Haplotype analysis suggests two possible mechanisms underlying the origin of the balanced rearrangement in the proband's mother. We can hypothesize that previous to conception, a meiotic NAHR might have occurred in the proband's grandmother (we also cannot exclude the possibility of a germline mosaicism) with the subsequent transmission to the proband's mother of the deleted chromosome 16. A duplicated chromosome 16 would have been transmitted by the proband's grandfather. A second and more likely mechanism is a mitotic NAHR between a maternal and paternal chromatid within the first zygotic divisions that would originate four chromatids: the two recombination products (one with a triplication and the other one with the reciprocal deletion) and two original parental chromatids, carrying a duplication and a normal dosage. This event would be followed by selection of cells carrying the two compensated non-sister chromatids in the embryo, in a model similar to the one proposed by Carelle-Calmels et al.[1] (Figure 3).

Figure 3
figure 3

Postzygotic hypothesis for the rearrangement in chromosome 16 leading to genomic compensation in the mother (II:3). Mitotic recombination between a paternal chromatid carrying the duplication and a normal maternal chromatid during the first zygotic divisions would originate four different chromatids, two of which would be selected in a compensated genotype. Circles indicate region 16p13.11, which is colored as in Figure 2. P and M designate the paternal and maternal chromosome, respectively.

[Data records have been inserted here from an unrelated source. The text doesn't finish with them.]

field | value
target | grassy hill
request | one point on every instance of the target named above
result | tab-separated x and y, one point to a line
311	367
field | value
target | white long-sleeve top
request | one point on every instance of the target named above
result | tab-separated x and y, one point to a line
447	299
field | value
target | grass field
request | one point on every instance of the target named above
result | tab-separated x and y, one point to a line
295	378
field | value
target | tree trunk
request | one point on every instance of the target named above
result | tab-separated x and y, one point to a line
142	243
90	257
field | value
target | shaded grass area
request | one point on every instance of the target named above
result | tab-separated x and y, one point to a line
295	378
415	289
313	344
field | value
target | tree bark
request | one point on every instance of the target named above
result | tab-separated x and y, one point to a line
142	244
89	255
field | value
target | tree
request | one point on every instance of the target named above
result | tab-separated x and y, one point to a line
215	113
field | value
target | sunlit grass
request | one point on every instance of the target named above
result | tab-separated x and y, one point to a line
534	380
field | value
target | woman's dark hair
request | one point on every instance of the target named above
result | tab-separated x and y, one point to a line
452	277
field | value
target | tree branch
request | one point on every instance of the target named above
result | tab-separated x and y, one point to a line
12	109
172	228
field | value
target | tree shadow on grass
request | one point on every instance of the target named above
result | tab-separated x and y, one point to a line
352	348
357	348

A consequence of postzygotic NAHR is chromosomal mosaicism. Studies in the mother revealed the same genotype in buccal swab and peripheral blood lymphocytes, suggesting that cell lineages with different genotypes might have been restricted to other tissues or would have been confined to extraembryonic tissues, a likely explanation if the NAHR occurred in fact early after conception.

LCR-mediated NAHR may originate unstable products that are more prone to act as substrates of new rearrangements in further generations [4]. In this case, it is noteworthy that, considering the meiotic recombinations observed in the grandparental gametes, both the proband's mother and maternal uncle received the same parental genotypic contribution in 16p13.11, but the proposed rearrangement occurred only in the mother (Figure 2). This rearrangement resulted in gene dosage compensation, preventing the possible phenotypic effects of the CNV in that woman.

The phenotype of patients with 16p13.11 duplication is very variable and it has been associated with clinical features including behavioral abnormalities, autistic spectrum disorders, congenital heart defects, skeletal manifestations, and developmental delay [8]. Significant association has been described for schizophrenia and intellectual disability [13], and brain malformations have been sporadically observed [14]. Psychomotor development in the proband and his brother was normal at the time of the assessment, although future cognitive handicap cannot be ruled out. NDE1, one of the genes included in the duplicated segment, is strongly expressed in brain, and it forms complexes with LIS1, a dosage-sensitive gene crucial for neuronal migration and cerebral development [15] and known to underlie Miller-Dieker lissencephaly syndrome (MIM 247200) [5]. Notwithstanding, since the CNV is also present in other healthy family members, we cannot associate it to the cerebral malformations observed in the proband so it still remains as a finding of uncertain significance.

On the other hand, this uncommon rearrangement in chromosome 16 in the mother of the proband raises the risk of an unbalanced pregnancy to 100%, since all of her offspring will either inherit the 16p13.11 duplication or the deletion. The detection of this unusual rearrangement emphasizes the need of parental FISH studies in order to be able to offer accurate genetic counseling for future pregnancies.

Conclusions

The increasing detection of these unusual rearrangements reinforces the need to determine the genomic location of interstitial gains or losses detected by aCGH [16]. Consequently, combined in situ hybridization and genomic parental approaches are crucial in order to rule out any balanced parental rearrangement that may involve a very high recurrence risk.